Onto 1973, which was a wild year in college football. Back then overtime did not exist. A team had to win in regulation or it was a tie. The Sooners finished 10-0-1, with several major publications considering them national champions, besides the AP and Coaches. Publications to name Oklahoma national champs included Devold, Dankel, Football Research, and Sagarin. The Sooners played 7 ranked teams during this unbeaten year, and defeated opponents by an average of 36.4-12. In their one tie of the season, OU traveled to #1 USC, the defending champions, and despite dominating the box score 330-161 in total yards, OU missed two field goals resulting in a 7-7 result. Notre Dame and Alabama split the AP and Coaches Polls, even though Notre Dame defeated Alabama in the bowl season 24-23. Notre Dame finished 11-0. But with two unbeaten teams, and the Irish and Crimson Tide combining to play 4 ranked teams, OU should clearly be claiming this title, alongside Notre Dame, while the Tide should not.

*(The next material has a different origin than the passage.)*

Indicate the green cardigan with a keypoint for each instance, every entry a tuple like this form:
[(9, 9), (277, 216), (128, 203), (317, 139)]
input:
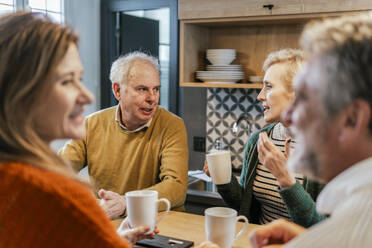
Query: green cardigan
[(298, 199)]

In 1978, Oklahoma was the only team to beat every team on its schedule this season. But somehow the AP and Coaches Polls didn’t take notice, while the others did. Devold, Dankel, FACT, Helms, Litkenhous, Matthews, Poling and Sagarin all consider OU the 1978 national champions, and the Sooners should consider themselves champs as well.  OU crushed teams by an average of 39.3-14.5. Alabama and Southern Cal ended up splitting the two major polls (AP, Coaches). But USC lost to an unranked Arizona State team by double digits on the road, while Alabama fell victim to the Trojans by double digits at home. Oklahoma lost to bitter rival Nebraska on the road 17-14, though they avenged their loss in their Orange Bowl rematch with the Huskers. Not only should Oklahoma be claiming a piece of history here in 1978, but it seems to me they should have been the unanimous selection for a title.

In the end, only the university can decide which championships to claim and which ones to not. The College Football Playoff era (and the BCS era before it) have clearly produced more clear cut champions than the poll era did, which is great for fans. But there’s no doubt that when looking back into the poll era, the Sooners are leaving quite a few national titles on the table. It’s time to get those back, while maybe adding another one to the coffers in 2018. What do ya think, Mr. Mayfield?